SVB at last report had $211 billion in deposits. This was offset with a combination of loans to various firms and purchases of US Treasury securities. As interest rates climbed and customers drew down their balances, the bank needed more funds to meet withdrawals. The problem was the Treasury investments had gone down in value. SVB was advised by Goldman Sachs to sell off part of its bond portfolio at a loss to raise funds to meet customer withdrawals. This generated a $1.8 billion loss on a portfolio sale of $20 billion. In anticipation of this, Goldman also was arranging a stock sale to replenish the bank’s capital to replace the $1.8 billion.
After the bond portfolio loss was made public the stock sale did not take place. There was a run on the bank as depositors demanded their funds. The bank could not liquidate assets, including loans, fast enough to meet the demand for deposits. The FDIC shut down the bank and took them over. Their stock, which peaked at over $700 a share in 2019, is now worthless. Goldman, who bought the bonds from the bank, made $100 million on the trade as interest rates declined with the government intervention. The speed of the bank’s fall is a product of the communications evolution they in part financed. The reasons are as old as banking itself.

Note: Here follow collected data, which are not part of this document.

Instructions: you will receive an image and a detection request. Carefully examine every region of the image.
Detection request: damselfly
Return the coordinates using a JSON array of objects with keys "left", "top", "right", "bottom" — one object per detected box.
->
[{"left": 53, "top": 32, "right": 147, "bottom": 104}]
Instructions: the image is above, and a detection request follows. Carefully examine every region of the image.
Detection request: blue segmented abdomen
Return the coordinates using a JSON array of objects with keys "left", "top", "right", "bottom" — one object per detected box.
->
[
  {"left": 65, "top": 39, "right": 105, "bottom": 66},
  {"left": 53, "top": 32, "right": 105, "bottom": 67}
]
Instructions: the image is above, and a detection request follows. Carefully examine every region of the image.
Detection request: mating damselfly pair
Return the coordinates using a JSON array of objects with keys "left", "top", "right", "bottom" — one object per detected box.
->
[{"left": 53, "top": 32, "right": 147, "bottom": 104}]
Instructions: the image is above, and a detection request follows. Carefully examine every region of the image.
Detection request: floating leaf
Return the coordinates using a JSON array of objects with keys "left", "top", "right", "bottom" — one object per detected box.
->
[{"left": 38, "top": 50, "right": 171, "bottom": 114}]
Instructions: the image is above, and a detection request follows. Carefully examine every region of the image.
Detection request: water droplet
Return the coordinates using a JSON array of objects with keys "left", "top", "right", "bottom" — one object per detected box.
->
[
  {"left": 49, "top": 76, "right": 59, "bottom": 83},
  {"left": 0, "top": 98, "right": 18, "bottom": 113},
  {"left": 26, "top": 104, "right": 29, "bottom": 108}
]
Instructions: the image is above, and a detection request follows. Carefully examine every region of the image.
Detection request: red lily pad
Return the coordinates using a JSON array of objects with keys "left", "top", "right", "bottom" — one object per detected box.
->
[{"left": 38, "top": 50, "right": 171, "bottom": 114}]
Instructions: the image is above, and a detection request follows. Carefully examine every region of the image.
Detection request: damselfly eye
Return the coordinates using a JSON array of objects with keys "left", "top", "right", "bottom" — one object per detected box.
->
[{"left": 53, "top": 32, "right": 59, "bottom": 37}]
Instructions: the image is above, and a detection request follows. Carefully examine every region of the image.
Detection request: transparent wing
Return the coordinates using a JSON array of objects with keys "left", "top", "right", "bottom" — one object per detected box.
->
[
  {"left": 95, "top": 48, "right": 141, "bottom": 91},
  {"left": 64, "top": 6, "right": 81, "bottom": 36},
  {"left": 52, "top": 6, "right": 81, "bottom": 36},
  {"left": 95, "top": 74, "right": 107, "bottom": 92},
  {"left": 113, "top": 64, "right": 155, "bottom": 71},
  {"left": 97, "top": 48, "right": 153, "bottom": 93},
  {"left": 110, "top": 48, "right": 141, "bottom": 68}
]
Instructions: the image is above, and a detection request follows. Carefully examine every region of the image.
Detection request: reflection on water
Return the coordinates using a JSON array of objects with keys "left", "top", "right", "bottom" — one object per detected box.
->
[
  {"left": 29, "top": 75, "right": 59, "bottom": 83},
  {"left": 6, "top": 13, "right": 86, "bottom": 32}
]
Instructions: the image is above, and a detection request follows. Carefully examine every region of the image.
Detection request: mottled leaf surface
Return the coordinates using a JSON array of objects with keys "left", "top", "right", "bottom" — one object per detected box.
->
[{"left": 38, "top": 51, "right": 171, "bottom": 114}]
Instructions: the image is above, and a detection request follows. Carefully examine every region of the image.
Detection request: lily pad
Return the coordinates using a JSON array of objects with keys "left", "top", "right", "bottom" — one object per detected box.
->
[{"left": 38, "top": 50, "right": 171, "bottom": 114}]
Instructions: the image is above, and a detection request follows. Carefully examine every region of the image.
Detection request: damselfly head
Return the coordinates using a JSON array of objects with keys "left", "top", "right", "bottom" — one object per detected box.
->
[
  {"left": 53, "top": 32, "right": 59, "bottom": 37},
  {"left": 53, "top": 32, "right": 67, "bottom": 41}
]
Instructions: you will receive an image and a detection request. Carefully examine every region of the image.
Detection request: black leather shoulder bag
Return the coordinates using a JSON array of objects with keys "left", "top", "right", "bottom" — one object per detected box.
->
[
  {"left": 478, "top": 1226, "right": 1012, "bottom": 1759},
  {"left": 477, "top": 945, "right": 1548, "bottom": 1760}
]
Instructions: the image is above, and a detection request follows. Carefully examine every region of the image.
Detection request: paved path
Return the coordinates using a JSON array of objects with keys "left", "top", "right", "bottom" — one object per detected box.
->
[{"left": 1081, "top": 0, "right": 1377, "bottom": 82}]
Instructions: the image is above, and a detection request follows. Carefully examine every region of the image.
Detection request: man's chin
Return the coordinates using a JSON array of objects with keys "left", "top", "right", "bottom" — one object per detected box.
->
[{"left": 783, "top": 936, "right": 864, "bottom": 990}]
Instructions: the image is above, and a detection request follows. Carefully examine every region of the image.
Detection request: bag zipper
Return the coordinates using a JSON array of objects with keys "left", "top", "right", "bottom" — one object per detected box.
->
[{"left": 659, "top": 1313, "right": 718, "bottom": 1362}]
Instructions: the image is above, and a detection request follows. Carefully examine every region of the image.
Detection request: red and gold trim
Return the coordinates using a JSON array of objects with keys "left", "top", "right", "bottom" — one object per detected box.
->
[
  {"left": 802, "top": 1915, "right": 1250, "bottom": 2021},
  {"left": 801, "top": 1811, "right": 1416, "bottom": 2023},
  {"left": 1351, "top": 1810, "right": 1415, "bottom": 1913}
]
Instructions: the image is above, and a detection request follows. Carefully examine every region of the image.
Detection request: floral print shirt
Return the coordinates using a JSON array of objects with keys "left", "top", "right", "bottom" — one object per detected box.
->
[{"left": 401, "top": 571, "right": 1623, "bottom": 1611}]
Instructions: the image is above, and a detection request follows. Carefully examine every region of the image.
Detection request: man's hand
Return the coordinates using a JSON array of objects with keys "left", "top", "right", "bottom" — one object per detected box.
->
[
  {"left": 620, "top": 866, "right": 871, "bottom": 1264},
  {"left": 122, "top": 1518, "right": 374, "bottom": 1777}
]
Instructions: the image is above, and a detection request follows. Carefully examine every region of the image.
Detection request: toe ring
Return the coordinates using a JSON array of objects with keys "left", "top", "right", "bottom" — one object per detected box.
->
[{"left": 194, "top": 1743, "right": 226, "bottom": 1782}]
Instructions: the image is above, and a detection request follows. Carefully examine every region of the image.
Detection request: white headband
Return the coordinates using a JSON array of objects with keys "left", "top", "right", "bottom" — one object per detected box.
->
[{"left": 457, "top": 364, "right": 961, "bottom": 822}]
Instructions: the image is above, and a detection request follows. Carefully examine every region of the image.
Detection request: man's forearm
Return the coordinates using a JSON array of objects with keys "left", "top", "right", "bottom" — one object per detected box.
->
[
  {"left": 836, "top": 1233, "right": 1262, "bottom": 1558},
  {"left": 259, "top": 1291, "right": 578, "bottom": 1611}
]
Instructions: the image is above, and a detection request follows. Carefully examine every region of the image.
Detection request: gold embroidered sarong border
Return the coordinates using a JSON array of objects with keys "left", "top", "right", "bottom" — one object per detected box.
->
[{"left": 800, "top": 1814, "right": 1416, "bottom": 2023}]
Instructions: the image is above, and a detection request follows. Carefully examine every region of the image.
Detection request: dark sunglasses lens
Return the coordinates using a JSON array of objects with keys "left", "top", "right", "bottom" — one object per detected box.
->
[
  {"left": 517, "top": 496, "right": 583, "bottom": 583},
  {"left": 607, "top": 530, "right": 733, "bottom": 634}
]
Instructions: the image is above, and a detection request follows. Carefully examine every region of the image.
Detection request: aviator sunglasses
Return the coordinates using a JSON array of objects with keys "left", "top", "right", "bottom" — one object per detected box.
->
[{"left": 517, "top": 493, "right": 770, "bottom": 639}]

Banks fail for three reasons. The first is liquidity risk. Banks by nature take in deposits to make loans of some duration (usually three months to eight years). As interest rates rise, banks often cannot keep up with competition for interest rates on short-term funds. This is especially true of retail banks whose overhead in the form of branches, staff, etc. adds to their cost of operation. They normally pay this cost through obtaining deposits at low or no cost through the branches. As people go online and find higher yields, banks suffer outflows of funds which impacts their liquidity.
The second reason is interest rate risk. In addition to the liquidity issues above, rising interest rates threaten banks who cannot raise their loan revenues in tandem with higher cost of funds. In times of low loan demand banks buy Treasury securities to make something off the deposits. If a bank incorrectly forecast interest rates, it could wind up (as SVB did) with losses on its bond purchases. These losses are sometimes not recorded on the assumption that the bonds will be held to maturity and will thus return to face value. However, if the bank needs to sell the bonds prior to maturity, the loss is recognized and charged against the capital of the institution.
The third risk is systemic risk. This is the risk that a bank failure will trigger other bank closings. The poster child for this is the banking system in 1929, when regulators let banks go under until the situation got out of control. This caused a severe recession to become the Great Depression.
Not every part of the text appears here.